Yes, many are required to execute confidential agreements.  These matter for naught, as many times, they are observed mainly in the breach; surreptitiously, of course.  Integrity, team loyalty, and personal honour are scarcer than foreign currency in this realm, and just as pricey.

Who to trust?  Who is selling?  Who is observing and calculating?  At least one of the parties sitting at the table is highly likely to be compromised.  He is a seller of information, and has a mental or cyber rolodex of well-heeled buyers.  Heels they are, too.  This explains why targets, opponents, and those under scrutiny seem to know details, know movements, and know intentions very early in any proceedings.  Other places have the public albatrosses of one Julian Assange and one Edward Snowden; Guyana has many small-time versions of them operating in the shadows.

Editor, there is awareness that some like to pretend they ‘know’ when in fact they are stupendously ignorant. This is not the case presented.  There are those who know, but what is known and shared is trivial, and lack value.  Again, this is not the situation; it is neither of rumours nor of the petty.  Rather, these leaks involve some of the real thorny, controversial, and problematic issues wrestled with in this country, and on which traction is struggled for continually.  Once more: in some instances, the place is like a koker perpetually opened.  In view of changes contemplated and pending, inside intelligence is even more invaluable now.
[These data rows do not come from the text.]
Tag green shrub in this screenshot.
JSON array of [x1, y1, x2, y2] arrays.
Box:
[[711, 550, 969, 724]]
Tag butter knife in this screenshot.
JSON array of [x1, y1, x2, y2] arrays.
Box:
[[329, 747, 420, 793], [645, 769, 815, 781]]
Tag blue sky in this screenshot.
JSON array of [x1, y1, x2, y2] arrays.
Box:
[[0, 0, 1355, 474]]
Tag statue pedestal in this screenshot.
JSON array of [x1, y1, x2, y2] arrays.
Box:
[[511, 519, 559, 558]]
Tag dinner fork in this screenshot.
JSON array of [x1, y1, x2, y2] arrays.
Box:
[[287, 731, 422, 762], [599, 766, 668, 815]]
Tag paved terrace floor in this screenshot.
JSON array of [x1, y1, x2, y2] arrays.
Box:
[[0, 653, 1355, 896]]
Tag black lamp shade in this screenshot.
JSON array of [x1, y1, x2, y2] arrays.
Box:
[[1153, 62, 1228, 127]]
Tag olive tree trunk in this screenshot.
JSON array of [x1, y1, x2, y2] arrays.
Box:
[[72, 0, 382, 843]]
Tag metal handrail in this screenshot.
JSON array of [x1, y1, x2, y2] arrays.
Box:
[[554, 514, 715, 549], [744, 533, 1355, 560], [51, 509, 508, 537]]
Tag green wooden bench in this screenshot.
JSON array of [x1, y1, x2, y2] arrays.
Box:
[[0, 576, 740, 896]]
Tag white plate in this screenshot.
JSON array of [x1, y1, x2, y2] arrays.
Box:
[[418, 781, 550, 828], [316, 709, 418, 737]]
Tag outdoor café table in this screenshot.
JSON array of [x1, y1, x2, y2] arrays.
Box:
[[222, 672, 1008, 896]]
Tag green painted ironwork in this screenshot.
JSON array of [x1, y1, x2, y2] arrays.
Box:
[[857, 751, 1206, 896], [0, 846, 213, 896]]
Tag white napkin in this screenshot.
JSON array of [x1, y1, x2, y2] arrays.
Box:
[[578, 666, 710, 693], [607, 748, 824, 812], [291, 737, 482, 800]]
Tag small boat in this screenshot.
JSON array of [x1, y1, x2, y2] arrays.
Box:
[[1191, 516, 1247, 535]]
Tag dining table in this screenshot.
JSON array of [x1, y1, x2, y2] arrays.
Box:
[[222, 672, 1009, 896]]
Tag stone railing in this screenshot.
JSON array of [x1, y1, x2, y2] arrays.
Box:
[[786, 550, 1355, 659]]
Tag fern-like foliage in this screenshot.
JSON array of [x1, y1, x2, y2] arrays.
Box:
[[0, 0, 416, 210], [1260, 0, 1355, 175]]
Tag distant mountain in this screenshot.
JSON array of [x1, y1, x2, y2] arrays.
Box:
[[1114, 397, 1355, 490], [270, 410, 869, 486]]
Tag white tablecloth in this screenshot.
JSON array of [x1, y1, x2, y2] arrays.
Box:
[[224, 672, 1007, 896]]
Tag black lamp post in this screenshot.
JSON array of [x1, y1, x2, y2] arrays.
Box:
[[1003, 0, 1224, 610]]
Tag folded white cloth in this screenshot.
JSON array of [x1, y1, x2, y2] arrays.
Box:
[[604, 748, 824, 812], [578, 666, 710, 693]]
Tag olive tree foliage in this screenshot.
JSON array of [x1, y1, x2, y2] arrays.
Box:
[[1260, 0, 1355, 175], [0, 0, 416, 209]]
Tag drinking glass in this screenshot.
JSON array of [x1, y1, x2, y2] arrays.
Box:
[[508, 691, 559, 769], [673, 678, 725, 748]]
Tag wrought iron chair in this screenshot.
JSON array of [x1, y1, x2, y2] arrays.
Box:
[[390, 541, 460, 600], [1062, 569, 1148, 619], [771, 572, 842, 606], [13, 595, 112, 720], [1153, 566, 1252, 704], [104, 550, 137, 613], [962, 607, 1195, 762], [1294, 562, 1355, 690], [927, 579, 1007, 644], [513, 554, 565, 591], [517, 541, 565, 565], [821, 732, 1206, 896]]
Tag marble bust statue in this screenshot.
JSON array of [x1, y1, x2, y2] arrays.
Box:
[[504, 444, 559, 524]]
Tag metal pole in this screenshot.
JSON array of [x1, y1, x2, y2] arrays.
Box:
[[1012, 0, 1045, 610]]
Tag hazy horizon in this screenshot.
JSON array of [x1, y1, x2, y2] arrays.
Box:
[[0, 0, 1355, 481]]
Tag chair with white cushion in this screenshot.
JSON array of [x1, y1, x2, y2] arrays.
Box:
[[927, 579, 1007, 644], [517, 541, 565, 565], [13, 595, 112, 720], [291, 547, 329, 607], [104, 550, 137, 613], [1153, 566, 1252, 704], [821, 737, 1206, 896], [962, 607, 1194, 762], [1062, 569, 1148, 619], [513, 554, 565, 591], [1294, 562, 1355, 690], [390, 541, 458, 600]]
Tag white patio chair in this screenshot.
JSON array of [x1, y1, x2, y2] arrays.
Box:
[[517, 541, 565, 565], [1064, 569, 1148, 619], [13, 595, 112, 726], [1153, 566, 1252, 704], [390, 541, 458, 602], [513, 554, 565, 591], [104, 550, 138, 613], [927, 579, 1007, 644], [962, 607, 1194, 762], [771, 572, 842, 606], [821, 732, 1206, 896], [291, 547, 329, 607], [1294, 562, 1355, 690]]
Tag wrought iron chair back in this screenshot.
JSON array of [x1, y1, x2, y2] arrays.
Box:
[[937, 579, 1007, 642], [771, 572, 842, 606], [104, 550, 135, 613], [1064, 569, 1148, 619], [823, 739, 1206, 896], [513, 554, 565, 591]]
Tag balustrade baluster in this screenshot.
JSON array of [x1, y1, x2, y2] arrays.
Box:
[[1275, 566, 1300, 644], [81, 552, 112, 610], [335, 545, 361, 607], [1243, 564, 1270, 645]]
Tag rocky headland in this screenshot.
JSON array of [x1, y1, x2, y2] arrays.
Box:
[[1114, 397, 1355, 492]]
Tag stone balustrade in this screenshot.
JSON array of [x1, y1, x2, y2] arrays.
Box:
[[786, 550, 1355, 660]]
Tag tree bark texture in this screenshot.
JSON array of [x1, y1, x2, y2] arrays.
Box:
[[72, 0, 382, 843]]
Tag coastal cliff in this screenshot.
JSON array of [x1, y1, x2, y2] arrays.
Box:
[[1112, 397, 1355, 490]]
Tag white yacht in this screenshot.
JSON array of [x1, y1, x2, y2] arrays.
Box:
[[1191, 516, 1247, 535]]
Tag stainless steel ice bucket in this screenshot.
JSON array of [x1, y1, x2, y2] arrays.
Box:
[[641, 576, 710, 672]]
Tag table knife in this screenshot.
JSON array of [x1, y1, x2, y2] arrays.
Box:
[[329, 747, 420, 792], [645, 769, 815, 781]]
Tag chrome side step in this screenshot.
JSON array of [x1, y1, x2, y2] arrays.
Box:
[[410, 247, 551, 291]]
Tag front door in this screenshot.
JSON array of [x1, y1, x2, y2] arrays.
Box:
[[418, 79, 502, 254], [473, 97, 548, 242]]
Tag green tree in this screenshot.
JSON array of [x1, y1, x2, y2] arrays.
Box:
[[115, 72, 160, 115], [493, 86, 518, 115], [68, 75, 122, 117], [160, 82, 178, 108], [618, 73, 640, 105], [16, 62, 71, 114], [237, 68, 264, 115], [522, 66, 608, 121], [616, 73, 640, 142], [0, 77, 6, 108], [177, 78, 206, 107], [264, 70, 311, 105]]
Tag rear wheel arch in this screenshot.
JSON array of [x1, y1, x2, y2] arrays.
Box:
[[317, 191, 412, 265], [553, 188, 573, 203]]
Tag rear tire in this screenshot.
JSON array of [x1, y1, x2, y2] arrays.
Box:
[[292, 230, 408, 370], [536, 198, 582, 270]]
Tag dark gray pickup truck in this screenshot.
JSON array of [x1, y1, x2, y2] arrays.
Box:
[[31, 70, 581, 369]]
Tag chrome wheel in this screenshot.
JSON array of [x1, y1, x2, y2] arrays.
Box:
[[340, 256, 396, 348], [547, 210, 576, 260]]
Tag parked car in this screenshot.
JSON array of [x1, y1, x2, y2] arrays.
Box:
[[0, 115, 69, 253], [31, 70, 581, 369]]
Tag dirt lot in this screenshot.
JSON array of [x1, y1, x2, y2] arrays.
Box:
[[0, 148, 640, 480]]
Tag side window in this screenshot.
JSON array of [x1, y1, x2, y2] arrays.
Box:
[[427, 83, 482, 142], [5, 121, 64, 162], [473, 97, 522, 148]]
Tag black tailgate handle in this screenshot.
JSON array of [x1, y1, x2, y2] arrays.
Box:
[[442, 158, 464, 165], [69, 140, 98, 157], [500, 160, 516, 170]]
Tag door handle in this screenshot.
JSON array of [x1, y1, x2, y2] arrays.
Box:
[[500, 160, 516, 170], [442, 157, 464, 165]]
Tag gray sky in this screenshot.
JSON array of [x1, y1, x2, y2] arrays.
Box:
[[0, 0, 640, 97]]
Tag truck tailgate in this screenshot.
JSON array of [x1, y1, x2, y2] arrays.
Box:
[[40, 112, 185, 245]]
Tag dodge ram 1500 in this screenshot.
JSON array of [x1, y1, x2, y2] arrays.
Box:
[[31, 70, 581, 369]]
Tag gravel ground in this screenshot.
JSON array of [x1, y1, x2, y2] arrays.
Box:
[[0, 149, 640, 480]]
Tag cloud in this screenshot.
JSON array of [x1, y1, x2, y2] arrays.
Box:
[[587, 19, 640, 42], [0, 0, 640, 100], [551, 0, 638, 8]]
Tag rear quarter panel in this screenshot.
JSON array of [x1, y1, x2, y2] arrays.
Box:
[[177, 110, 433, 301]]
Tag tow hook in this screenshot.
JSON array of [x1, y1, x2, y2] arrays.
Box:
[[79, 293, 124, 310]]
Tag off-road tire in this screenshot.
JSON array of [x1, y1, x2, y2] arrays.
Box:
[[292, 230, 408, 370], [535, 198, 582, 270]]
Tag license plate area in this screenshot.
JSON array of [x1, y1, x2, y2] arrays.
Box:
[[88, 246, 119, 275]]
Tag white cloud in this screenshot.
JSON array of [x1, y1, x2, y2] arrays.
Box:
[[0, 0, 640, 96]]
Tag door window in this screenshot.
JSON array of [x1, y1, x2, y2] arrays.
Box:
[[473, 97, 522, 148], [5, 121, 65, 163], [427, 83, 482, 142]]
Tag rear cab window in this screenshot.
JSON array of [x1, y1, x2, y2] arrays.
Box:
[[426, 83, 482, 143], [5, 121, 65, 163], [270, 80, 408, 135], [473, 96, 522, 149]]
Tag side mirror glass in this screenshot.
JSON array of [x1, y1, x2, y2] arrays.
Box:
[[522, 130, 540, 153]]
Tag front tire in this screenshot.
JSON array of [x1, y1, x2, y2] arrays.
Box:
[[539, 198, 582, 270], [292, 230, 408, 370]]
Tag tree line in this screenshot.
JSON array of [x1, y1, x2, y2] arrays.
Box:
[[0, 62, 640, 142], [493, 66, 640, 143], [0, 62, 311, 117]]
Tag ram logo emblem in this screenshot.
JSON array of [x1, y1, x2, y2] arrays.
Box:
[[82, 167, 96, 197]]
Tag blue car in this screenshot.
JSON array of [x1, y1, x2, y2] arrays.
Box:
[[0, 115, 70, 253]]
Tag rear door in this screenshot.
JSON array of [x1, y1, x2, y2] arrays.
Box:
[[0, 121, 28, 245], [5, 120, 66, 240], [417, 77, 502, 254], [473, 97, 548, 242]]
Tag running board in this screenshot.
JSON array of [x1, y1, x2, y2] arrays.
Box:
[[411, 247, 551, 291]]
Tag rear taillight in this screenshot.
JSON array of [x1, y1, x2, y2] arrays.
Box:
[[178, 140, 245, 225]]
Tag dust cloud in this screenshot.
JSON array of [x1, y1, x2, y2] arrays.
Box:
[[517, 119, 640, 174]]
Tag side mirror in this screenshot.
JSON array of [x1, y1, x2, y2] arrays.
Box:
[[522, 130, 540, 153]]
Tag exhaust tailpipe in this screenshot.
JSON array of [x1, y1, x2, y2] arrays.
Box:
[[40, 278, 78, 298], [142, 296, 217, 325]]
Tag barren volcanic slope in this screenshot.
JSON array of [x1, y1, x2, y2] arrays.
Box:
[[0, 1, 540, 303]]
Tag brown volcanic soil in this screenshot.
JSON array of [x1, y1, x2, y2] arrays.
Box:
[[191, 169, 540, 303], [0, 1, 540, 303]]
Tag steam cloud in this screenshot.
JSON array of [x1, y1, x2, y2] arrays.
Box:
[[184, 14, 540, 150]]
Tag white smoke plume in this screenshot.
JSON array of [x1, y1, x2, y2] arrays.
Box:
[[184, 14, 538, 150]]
These grave violations undermine anti-corruption efforts, and expose clean dedicated strivers.  I see all of this as part of the ongoing internal mini-rebellions, the individual (shares and payers) yearning for a return to an old way of life that in some respects is still largely uncontrolled, and to which there is stout resistance to any change pondered.  Too many citizens, too many state workers desire the easy money of a time with no standard, no implementation, and no compliance.  So, now they sell and buy information to circumvent, or get ahead, of the system.  It is a war of wills, and a battle for time.

In this small society, tightly clustered, there are few secrets.  And those that once were do not remain so for long.  This is a monstrous way to do business, to get anything positive done, or to move away from what has devastated.  I do not see this situation improving anytime soon, unless there is the isolating of participants and letting due process take over from there.